He slashed at me with his knife, and I slashed with my claws. In my shifter form, I was stronger and faster and landed every blow, while he only landed half of his. It didn’t take long before he grew tired and sloppy and I slid my claws into his side and watched blood pour out as I removed them.
He staggered and fell into the snow, looking shocked and dazed. He was so arrogant that he really thought he could win. His knife against my claws? Never.
I heard a low snarl to my left and saw Dameron holding Jax by his hair. His head was pulled back, and the Savrix had a knife to my young friend’s throat.
“No!” I shouted then ran toward them. I used my shoulder to knock my sire off my feet, which gave Jax the chance he needed to get away. He took to the sky where Zander would have his back.
“No more!” I snarled. “You will not hurt Jax or anyone ever again!”
I raised my claws but at the last moment my father shifted into his shadow form. My hand moved right through him.
Then to my horror he rematerialized with a feral grin on his face. The bone knife in his hand was pointed toward me.
I looked to the far side of the field and saw Beatrice with her hand over her mouth with a terrified expression on her face.

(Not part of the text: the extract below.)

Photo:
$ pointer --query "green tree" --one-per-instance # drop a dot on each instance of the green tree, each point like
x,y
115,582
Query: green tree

“Let’s see if you can survive this.” With those damming words, Dameron, my sire, shoved the knife into my heart. Beatrice screamed, and the world went black.
Beatrice
“No!” A desperate cry shot out of me. Rhaz had been stabbed in the heart.

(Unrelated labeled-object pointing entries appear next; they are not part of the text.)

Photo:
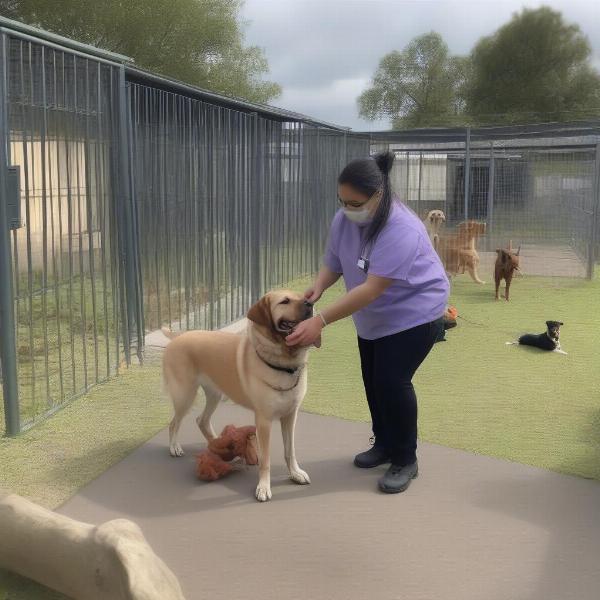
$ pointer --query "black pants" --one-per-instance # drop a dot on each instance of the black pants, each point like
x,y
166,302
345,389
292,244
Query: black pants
x,y
388,365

I ran through the field, past the hunters who were fighting and fell to my knees before my mate.
“Please, please don’t leave me.” He wasn’t breathing. There was no rise or fall in his chest. He just laid there, lifeless on the cold bed of snow beneath him.
What do I do? If I take the knife out will he loose too much blood? Do I keep it in, and do CPR? What do I do?

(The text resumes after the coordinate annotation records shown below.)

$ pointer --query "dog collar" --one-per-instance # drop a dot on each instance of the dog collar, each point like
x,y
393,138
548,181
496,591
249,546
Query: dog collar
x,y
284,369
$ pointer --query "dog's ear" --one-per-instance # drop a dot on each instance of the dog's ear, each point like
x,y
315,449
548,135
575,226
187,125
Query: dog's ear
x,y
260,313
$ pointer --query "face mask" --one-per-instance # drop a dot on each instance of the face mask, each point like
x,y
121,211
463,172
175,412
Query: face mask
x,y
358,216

“What do I do!” I screamed. Then I felt to strong hands lifting me up and away from my love. I’d felt those cold hands before. Dameron held me against his chest.
“He’s dead. He’s finally dead.”
“No!” I screamed and twisted out of his grasp just like Rhaz taught me to do.
Dameron was about to reach for me again, when there was another shout across the battle field.
“EVERYONE STOP!”
This time it was Holey, the acolyte and future priestess of the dekes. She stood in the middle of the field holding a knife to Kahina’s throat.
There are bodies everywhere. Many of them were still breathing, but a few were not. How had it come to this? Why did the other dekes hate the shifters so much? Was being different really so bad?
“Stop your fighting or I will slit her throat.”
Kahina looked terrified. This wasn’t some plan the two had concocted together. Holey was acting on her own.
“And if Kahina dies then I’ll NEVER perform the offering for anyone ever again.”
“You can’t do that!” Dameron shouted. Of all the things that could have scared him, this was the first time I’d seen fear on his face. This male was so desperate for validation,some miracle from the goddess, that the threat of losing his connection to her, finally made him afraid.
“Holey, let’s talk about this,” the Priestess suggested.
“Shut up!” Holey bit back. “You’ve kept everyone in the dark long enough.”
The acolyte looked out at everyone around her and gave a command. “Drop your weapons.”
Everyone on the field just looked at her in shock.
“I said drop them!” she shouted again, and the hunters from Dameron’s dekes dropped their spears and knives, and the shifters transformed back into their sirret form.